My stomach does a stupid little flip at him caring about my safety.
No. Focus.
“You can’t control everything,” I argue, words coming faster now that I’m worked up again. “You screwed up, Cass. You don’t get to fix it by controlling me. That’s not how this works. You don’t get to decide how I walk away or if I walk away at all.”
He stares at me, chest rising and falling too fast. For a second, I think maybe he heard me. That maybe he’ll let me go cool off and we can talk later when we’re not both vibrating out of our skins. Instead, he steps forward.
“Cass,” I warn, but he ignores me. “Don’t even think abou—hey!” I yelp as he ducks, grips the back of my thighs, and hoists me up over his shoulder like I weigh nothing.
“Cassius Brin Lee!” I shout, upside down and outraged, fists thumping against his back. “Put me down! What is this, caveman transport? Fireman carry? I do not consent to this!”
“Stop squirming,” he grunts, adjusting his hold so I don’t flip right over his back onto the pavement. “You’re going to make me drop you.”
“Good!” I whack his shoulder blade. “Drop me, you goon!”
A couple of drunk guys on the lawn hoot and whistle as we pass. Someone yells, “Get it, bro!” and I briefly consider death as an option.
“This is humiliating.

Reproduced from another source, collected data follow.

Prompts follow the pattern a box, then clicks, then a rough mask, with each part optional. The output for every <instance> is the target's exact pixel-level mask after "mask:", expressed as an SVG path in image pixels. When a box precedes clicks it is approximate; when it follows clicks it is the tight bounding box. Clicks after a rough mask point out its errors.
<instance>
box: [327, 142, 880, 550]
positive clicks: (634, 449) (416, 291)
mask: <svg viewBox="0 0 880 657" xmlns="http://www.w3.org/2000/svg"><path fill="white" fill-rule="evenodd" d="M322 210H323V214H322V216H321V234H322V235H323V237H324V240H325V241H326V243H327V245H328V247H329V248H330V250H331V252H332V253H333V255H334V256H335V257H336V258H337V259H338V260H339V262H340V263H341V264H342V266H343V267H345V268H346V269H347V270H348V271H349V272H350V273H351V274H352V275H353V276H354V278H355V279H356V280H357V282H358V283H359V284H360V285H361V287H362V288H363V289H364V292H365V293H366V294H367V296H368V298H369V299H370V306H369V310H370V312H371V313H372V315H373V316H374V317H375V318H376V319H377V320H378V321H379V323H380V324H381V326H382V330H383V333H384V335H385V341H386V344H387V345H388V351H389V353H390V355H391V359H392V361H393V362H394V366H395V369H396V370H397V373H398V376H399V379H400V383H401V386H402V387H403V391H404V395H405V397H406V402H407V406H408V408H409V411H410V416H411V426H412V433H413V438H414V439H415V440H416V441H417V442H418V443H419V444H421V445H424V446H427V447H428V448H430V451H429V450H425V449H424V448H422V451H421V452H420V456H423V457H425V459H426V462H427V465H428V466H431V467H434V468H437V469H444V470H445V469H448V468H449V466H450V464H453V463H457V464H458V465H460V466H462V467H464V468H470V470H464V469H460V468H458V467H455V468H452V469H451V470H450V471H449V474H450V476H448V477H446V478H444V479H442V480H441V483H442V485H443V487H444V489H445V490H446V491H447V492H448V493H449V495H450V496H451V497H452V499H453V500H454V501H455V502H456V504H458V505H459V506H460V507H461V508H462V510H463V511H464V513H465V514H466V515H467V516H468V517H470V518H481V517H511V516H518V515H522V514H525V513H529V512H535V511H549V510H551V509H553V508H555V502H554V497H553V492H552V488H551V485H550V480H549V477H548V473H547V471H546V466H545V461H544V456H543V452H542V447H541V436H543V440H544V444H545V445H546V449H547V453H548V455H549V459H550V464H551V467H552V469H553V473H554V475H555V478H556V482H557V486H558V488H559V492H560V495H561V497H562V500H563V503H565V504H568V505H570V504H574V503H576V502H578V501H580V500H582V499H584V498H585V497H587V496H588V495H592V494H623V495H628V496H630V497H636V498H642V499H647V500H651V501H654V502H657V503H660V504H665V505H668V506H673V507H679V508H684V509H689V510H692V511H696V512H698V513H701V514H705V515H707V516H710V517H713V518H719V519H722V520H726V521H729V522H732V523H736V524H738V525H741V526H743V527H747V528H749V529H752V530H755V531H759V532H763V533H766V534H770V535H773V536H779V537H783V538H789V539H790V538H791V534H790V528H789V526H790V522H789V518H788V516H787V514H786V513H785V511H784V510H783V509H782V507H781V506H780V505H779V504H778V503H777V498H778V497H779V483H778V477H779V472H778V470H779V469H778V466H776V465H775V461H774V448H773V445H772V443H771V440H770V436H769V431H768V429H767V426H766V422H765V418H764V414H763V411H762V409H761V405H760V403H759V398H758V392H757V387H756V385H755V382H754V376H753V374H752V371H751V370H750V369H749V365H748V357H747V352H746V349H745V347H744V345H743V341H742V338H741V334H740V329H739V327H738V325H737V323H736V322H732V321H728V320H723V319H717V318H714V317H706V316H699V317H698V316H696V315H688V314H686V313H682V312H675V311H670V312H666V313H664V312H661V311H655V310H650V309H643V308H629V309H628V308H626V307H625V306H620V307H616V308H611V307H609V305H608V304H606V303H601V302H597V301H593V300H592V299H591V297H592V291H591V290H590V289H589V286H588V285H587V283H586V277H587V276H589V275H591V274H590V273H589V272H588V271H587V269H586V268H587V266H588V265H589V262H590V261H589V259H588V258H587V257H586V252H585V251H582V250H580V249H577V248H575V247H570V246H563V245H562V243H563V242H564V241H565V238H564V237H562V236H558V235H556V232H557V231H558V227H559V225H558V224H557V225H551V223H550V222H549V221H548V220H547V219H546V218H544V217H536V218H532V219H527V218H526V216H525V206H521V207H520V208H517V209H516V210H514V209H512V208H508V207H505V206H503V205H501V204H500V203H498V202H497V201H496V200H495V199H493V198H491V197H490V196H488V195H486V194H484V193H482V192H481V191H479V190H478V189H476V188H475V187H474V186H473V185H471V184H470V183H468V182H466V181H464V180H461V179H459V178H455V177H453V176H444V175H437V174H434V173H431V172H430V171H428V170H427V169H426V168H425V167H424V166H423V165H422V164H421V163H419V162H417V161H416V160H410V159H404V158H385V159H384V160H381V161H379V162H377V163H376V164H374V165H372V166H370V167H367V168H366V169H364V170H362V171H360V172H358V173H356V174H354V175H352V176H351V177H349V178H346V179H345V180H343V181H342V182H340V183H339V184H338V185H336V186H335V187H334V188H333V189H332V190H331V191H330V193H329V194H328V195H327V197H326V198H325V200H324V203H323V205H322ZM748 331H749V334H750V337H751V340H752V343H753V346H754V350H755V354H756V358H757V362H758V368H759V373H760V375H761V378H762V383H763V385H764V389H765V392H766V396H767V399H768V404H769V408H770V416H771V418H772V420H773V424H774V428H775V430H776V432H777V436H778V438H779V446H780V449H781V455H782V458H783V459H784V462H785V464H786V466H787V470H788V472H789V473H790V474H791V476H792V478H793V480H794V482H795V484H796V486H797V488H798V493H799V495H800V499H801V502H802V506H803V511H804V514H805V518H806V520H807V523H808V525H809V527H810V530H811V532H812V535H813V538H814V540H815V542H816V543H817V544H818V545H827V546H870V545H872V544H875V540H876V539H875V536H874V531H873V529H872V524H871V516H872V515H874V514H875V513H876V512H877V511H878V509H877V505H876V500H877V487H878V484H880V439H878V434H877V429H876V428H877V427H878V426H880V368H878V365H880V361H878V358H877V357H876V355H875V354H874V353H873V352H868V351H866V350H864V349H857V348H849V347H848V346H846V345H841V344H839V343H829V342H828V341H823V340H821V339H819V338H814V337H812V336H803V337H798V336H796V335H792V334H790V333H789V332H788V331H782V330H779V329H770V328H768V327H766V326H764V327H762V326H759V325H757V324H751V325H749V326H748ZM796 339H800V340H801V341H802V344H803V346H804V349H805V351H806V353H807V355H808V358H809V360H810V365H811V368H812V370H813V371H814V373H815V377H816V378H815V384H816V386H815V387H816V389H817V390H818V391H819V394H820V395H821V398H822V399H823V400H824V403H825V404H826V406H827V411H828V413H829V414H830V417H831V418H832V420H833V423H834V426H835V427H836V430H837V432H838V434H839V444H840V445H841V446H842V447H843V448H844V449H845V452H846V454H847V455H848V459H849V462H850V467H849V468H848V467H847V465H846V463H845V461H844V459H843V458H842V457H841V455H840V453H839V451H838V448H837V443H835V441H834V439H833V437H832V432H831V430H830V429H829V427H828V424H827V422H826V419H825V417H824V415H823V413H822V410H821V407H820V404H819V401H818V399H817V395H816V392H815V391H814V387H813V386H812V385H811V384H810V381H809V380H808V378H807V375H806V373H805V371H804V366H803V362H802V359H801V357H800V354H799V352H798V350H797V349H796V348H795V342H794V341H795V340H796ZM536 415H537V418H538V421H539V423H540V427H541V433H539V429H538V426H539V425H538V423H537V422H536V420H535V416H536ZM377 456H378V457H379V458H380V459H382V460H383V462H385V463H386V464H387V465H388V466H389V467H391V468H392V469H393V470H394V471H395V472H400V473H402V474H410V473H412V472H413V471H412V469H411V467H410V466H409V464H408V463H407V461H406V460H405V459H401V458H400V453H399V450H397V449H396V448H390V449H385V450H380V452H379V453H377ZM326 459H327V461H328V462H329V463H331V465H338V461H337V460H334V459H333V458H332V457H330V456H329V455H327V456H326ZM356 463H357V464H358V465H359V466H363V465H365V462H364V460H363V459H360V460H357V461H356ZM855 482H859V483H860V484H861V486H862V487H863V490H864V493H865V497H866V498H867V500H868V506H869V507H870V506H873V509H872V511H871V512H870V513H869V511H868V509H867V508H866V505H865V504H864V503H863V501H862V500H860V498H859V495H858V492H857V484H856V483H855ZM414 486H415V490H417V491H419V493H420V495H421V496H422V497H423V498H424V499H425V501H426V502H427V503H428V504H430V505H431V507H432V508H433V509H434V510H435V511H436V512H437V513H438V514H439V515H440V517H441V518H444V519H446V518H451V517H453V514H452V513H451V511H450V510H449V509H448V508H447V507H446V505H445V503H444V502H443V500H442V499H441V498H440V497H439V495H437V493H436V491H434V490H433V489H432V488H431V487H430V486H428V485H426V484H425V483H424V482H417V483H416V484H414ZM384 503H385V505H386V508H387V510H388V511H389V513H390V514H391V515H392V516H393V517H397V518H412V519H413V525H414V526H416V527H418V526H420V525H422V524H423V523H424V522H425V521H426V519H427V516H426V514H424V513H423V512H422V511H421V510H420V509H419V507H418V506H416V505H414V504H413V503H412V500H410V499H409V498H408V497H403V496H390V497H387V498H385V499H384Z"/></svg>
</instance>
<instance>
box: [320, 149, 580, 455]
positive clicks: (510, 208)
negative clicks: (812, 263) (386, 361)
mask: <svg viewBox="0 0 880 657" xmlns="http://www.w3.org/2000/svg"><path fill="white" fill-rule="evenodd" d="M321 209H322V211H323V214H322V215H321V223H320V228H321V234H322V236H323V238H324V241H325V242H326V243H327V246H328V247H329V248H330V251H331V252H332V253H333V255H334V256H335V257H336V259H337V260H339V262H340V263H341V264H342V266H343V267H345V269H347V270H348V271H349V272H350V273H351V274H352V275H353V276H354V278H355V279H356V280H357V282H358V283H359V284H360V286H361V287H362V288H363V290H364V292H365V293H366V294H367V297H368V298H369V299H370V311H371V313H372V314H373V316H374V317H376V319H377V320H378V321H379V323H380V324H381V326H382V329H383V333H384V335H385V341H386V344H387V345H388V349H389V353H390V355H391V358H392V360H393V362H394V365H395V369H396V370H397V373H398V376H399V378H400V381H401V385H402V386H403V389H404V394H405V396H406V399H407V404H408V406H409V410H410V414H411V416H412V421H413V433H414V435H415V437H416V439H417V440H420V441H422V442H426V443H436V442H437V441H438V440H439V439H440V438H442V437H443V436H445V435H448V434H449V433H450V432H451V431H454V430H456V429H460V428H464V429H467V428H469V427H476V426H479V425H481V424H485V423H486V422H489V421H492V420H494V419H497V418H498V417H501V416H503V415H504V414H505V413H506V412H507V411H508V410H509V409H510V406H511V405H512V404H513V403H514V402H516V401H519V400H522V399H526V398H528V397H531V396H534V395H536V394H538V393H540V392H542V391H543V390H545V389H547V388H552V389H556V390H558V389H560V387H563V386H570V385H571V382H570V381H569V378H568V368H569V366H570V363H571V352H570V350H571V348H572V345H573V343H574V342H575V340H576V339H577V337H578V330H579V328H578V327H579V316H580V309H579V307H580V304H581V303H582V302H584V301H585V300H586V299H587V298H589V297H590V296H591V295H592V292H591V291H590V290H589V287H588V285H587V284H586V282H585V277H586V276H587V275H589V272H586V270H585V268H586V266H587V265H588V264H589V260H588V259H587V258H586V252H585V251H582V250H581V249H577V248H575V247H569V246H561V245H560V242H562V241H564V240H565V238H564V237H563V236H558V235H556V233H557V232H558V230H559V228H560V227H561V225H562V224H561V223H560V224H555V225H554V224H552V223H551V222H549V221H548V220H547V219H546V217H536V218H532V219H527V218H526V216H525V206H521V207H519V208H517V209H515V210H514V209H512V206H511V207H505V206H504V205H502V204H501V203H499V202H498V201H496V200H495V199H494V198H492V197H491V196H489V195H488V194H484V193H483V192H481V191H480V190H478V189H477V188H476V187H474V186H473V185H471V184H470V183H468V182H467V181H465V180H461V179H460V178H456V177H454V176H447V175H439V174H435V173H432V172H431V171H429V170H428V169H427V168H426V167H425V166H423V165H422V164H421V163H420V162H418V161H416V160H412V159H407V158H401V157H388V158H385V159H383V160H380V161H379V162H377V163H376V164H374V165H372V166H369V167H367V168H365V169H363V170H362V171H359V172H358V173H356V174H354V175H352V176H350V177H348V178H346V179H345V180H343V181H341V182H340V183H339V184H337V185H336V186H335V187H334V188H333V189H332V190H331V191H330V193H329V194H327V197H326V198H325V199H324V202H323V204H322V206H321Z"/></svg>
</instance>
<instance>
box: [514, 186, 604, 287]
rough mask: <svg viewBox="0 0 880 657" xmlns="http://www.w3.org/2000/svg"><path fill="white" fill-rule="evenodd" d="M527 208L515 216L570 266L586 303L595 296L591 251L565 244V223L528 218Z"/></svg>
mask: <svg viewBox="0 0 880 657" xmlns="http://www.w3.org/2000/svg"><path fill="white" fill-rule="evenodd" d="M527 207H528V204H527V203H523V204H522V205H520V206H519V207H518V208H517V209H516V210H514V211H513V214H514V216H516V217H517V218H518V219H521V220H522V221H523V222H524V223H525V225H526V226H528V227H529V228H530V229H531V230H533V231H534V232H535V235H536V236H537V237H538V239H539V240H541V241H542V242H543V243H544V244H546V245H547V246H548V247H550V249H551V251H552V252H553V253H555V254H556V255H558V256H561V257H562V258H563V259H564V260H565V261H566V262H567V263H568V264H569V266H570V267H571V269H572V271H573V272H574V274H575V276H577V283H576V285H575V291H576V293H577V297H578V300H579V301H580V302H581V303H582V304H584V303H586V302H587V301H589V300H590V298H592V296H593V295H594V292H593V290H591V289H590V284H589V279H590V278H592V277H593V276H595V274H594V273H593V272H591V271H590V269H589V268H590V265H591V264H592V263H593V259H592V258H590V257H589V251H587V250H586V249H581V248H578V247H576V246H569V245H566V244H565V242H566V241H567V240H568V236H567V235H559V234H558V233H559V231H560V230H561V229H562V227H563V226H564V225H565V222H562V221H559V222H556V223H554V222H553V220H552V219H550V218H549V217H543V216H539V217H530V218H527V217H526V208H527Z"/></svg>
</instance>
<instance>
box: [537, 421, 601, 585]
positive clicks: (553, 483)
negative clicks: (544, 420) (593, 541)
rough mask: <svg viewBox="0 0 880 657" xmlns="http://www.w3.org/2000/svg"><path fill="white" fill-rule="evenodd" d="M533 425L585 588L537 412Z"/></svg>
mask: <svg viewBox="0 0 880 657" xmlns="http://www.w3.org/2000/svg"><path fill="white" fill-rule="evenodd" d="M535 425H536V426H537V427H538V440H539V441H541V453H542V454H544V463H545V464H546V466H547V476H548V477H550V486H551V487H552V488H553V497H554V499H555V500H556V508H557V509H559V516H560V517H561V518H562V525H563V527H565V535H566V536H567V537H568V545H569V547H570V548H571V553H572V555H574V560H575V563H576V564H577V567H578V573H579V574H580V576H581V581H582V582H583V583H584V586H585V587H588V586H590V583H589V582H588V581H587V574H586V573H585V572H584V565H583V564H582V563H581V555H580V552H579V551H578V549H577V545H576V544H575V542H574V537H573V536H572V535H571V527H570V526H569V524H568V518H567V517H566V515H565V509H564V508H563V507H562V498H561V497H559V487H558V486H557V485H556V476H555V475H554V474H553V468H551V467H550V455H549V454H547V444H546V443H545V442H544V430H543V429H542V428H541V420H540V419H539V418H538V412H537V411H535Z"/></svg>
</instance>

I hate you.”
“No, you don’t,” he argues, annoyingly calm now that his anger has a goal it understands: getting me to the car.
I kick my heels in protest, but he just clamps an arm more securely around my legs and keeps walking. My hair is hanging in my face, and I can see the sidewalk moving away behind us in jerky patches between strands.
He gets to the car, opens the passenger door, and finally sets me down on my feet. I wobble once, vision tilting, then grab the top of the door to steady myself.
“You’re the worst,” I tell him, breathing hard.
He doesn’t look amused. His face is still tight, eyes darker than usual.
“Sit,” he commands.
On instinct, I cross my arms. “Make me.”
Something in his expression shifts—frustration, worry, stubbornness all tangled together. He steps in close, hands braced on the frame of the car so I’m caged between his arms and the open doorway. The move isn’t aggressive; it’s desperate.